Food and Immune Function

Although the jury is still out on humans, animal research suggests there are certain components in foods that can strengthen the immune system when it’s under stress. Nothing fancy or expensive here, just try some of these common foods.

Oatmeal (whole oats) is an excellent source of beta-glucan. Beta-glucans in mice have been shown to offset exercise-induced immune depression and decrease the risk of respiratory tract infections. Can’t stomach oatmeal every day? Try Cheerios, or any cereal that contains whole grains.

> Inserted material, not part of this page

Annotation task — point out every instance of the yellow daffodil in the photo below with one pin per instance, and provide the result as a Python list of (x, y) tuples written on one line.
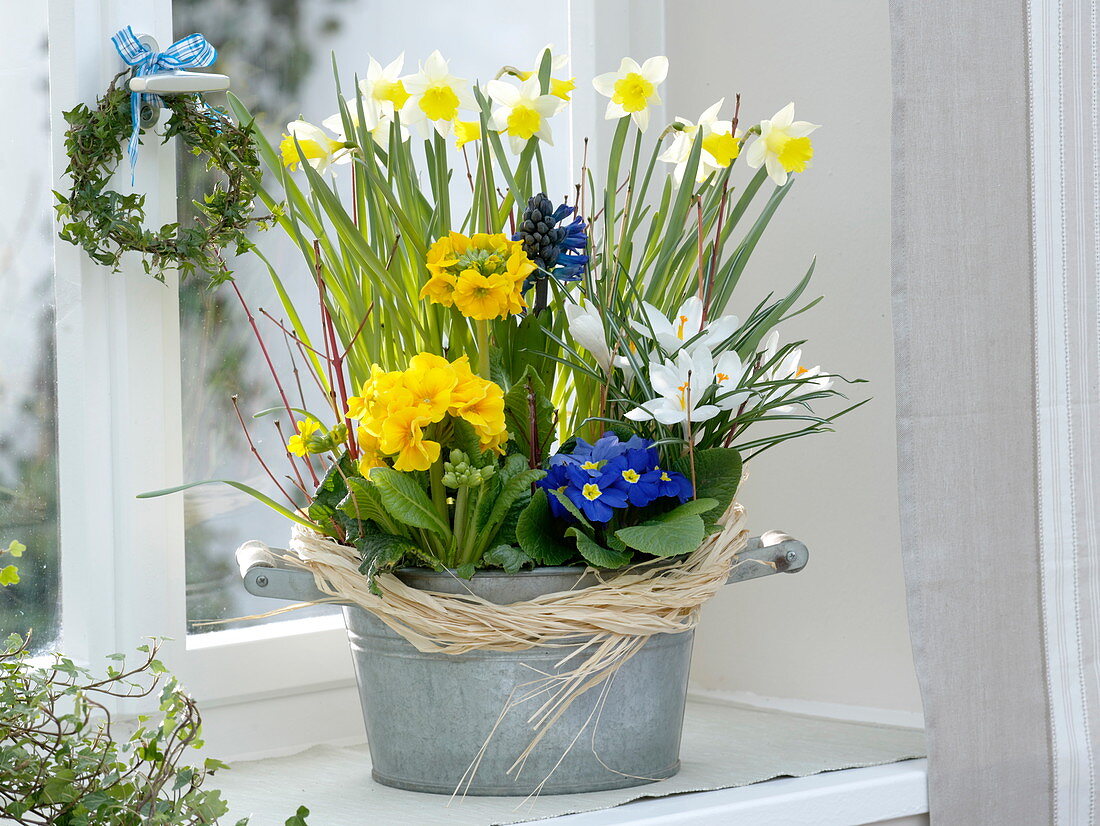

Quercetin is the second food component that looks promising. Quercetin is a phytochemical found in cranberries, blueberries, apples, broccoli, onions, and red wine.

Tea is the beverage to be sipping following a hard ski or snowshoe. Tea extracts contain the amino acid L-theanine, antioxidants (epigallocatechin gallate), and polyphenols. If you can’t pronounce these nutrients, not to worry, just drink it.


Dr. Nieman’s Prevention Strategies for Staying Well

Nutrition is not the only factor affecting the immune system.  Here are some other suggestions:

1.  Eat a well balanced diet to keep vitamin and mineral pools in the body at optimal levels.

2.  Use carbohydrate (1 liter/hour) before, during, and after prolonged, intense exercise.

3.  Sleep on a regular schedule.

4.  Avoid rapid weight loss.

5.  Avoid overtraining and keep other life stresses to a minimum.

6.  Avoid putting the hands to the eyes and nose (a major route of inoculation).

7.  Before important events, avoid sick people and large crowds as much as possible.